M/othering in transnational space as curriculum theorizing: Investigating interrelationality in a self/other relationship through weaving
Abstract
The purpose of this dissertation study is to explore a different way of thinking otherness in a self/other relationship. Specifically, I theorize m/othering in a transnational context in dealing with otherness in curricular practices. "M/other" is a doubled status of "mother," constantly questioning and troubling a normalized understanding of "good mother." Through the feminist poststructuralist autobiographical inquiry of m/othering, I examine the process of constituting my subjectivities, relationships, and knowledge as well as the complexity of interrelationship within a self/other relationship, focusing on what I encounter in my research process.
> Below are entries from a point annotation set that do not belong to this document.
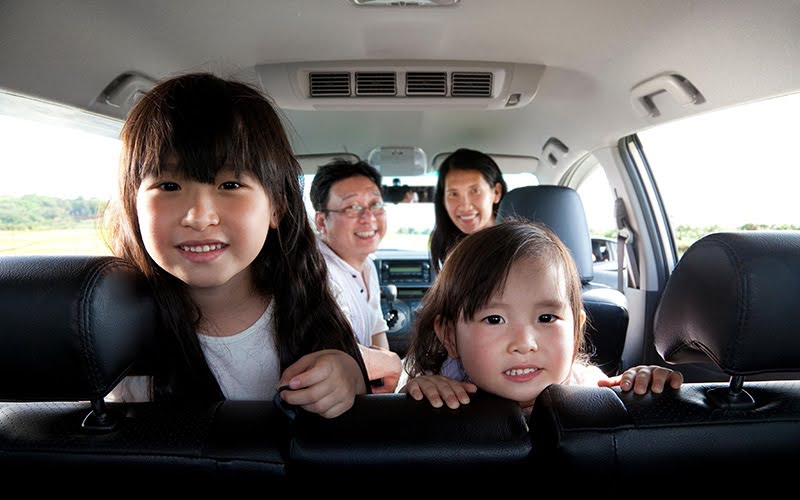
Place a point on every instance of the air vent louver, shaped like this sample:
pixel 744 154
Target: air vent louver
pixel 376 84
pixel 426 84
pixel 472 85
pixel 329 84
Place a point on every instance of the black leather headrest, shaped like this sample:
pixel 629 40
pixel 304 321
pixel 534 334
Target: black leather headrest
pixel 734 298
pixel 70 327
pixel 559 208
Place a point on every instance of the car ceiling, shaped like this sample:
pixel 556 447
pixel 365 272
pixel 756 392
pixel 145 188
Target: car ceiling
pixel 594 53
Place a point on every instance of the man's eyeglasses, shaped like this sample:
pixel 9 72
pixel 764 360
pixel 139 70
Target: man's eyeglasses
pixel 355 211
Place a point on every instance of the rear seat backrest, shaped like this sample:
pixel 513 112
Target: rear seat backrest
pixel 560 208
pixel 73 326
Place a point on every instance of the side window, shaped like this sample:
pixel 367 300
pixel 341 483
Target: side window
pixel 726 170
pixel 58 168
pixel 598 203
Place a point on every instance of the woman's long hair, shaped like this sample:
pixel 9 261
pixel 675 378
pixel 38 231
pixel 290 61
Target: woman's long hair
pixel 445 233
pixel 205 123
pixel 475 270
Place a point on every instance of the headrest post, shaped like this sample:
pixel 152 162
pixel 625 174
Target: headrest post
pixel 734 397
pixel 737 381
pixel 100 419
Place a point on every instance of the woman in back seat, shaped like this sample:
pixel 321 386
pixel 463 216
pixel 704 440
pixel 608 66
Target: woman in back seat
pixel 468 193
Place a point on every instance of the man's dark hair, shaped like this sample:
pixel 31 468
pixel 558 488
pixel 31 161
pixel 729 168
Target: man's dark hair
pixel 335 171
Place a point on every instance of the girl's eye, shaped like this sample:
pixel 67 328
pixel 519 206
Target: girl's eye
pixel 494 319
pixel 547 318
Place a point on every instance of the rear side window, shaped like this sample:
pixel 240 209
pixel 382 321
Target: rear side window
pixel 733 169
pixel 58 168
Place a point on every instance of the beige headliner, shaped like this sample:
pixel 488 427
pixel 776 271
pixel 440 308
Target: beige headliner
pixel 594 51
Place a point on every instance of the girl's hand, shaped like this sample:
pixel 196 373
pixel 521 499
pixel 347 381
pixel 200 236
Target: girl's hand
pixel 324 382
pixel 437 387
pixel 639 378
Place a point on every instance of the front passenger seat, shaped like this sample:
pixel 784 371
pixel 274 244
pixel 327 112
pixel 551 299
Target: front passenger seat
pixel 560 209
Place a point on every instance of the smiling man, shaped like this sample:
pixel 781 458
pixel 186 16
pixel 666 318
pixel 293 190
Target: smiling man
pixel 351 221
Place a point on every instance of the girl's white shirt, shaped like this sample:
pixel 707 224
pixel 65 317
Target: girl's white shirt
pixel 246 365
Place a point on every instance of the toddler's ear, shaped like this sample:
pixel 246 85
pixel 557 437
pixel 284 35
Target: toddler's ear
pixel 446 336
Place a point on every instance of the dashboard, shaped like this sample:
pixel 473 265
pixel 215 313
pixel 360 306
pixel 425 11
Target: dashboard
pixel 411 273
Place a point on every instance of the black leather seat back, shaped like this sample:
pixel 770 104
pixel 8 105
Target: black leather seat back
pixel 731 299
pixel 71 326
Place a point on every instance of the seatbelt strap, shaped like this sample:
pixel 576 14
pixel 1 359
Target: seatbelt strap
pixel 626 248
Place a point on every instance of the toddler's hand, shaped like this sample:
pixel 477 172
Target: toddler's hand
pixel 324 382
pixel 640 378
pixel 437 387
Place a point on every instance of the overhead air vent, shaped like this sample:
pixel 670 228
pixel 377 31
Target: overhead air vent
pixel 472 85
pixel 426 83
pixel 376 84
pixel 329 84
pixel 400 84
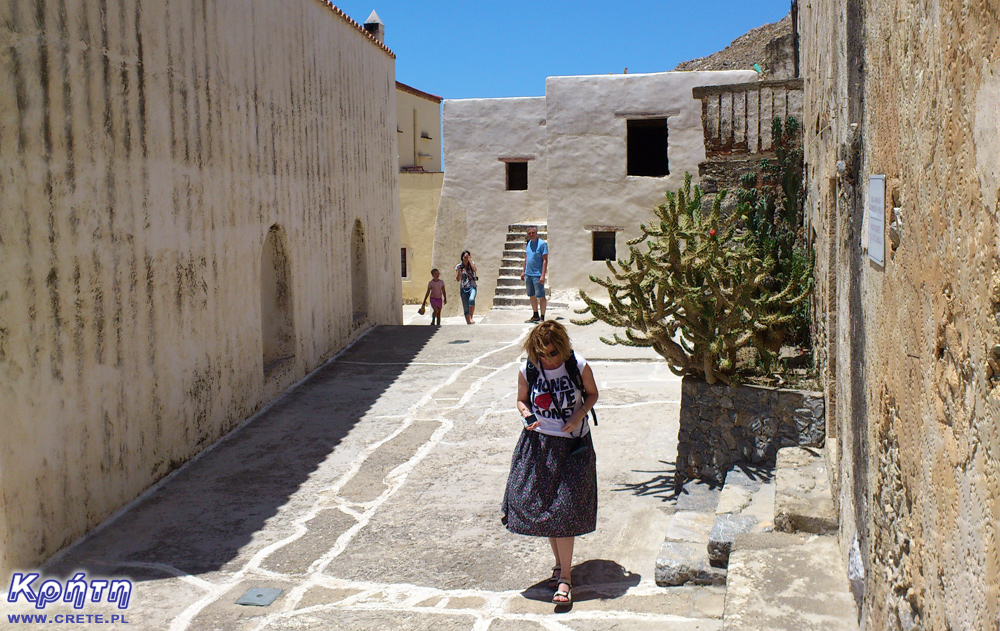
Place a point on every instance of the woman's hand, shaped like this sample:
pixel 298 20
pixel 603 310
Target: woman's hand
pixel 574 423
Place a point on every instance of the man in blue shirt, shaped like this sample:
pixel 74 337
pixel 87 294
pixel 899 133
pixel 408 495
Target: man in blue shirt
pixel 536 265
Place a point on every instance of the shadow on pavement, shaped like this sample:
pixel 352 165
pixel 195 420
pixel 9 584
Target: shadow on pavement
pixel 212 508
pixel 594 579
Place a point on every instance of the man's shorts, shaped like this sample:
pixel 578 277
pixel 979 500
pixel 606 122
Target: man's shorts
pixel 534 287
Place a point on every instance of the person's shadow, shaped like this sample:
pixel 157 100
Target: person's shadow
pixel 592 580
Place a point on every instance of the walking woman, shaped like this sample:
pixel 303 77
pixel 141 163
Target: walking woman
pixel 552 488
pixel 465 272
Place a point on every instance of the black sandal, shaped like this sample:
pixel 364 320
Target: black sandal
pixel 565 594
pixel 554 581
I investigate the process of constructing my subjectivities as m/other and relationship with my mother in transnational space by analyzing discursive constitution and circulation of discourses of mothering. I also examine the ways in which otherness emerges and works within a self/other (m/other) relationship. By othering my self and my mother from my conventional knowledge of "good mother," I focus on my senses of doubt, confusion, and subversion which prompt diverse ontological statuses of "mother" in problematizing my "naturalized" knowledge of mother. In addition, I reconceptualize a seemingly separate, essentialized self/other relationship by rethinking the notion of weaving. In doing so, I challenge the interrelationship between my self and situated context and map out the formation of my knowledge, subjectivity, and relationship of/as/with m/other through weaving. I delve into the moments of challenging and re/articulations of m/other in my partial knowledge making process. The self and the Other never exist within a fixed form. Rather, the otherness among the subjects emerges anew through un/expected interactions responding to their socio-political situatedness. This inquiry of m/othering through weaving for theorizing curriculum disrupts a monolithic understanding of self, other, and otherness and urges to work multiplicities, interrelations, and flexibilities in complexly connected and continuously changing educational space. This study implies that curriculum continues to transform just like weaving creates diverse patterns. My curriculum theorizing of m/othering provides a different frame to redefine and reconstitute important knowledge in contemporary educational practices which constantly search for unnamed pedagogical possibilities within various interwoven self/other settings.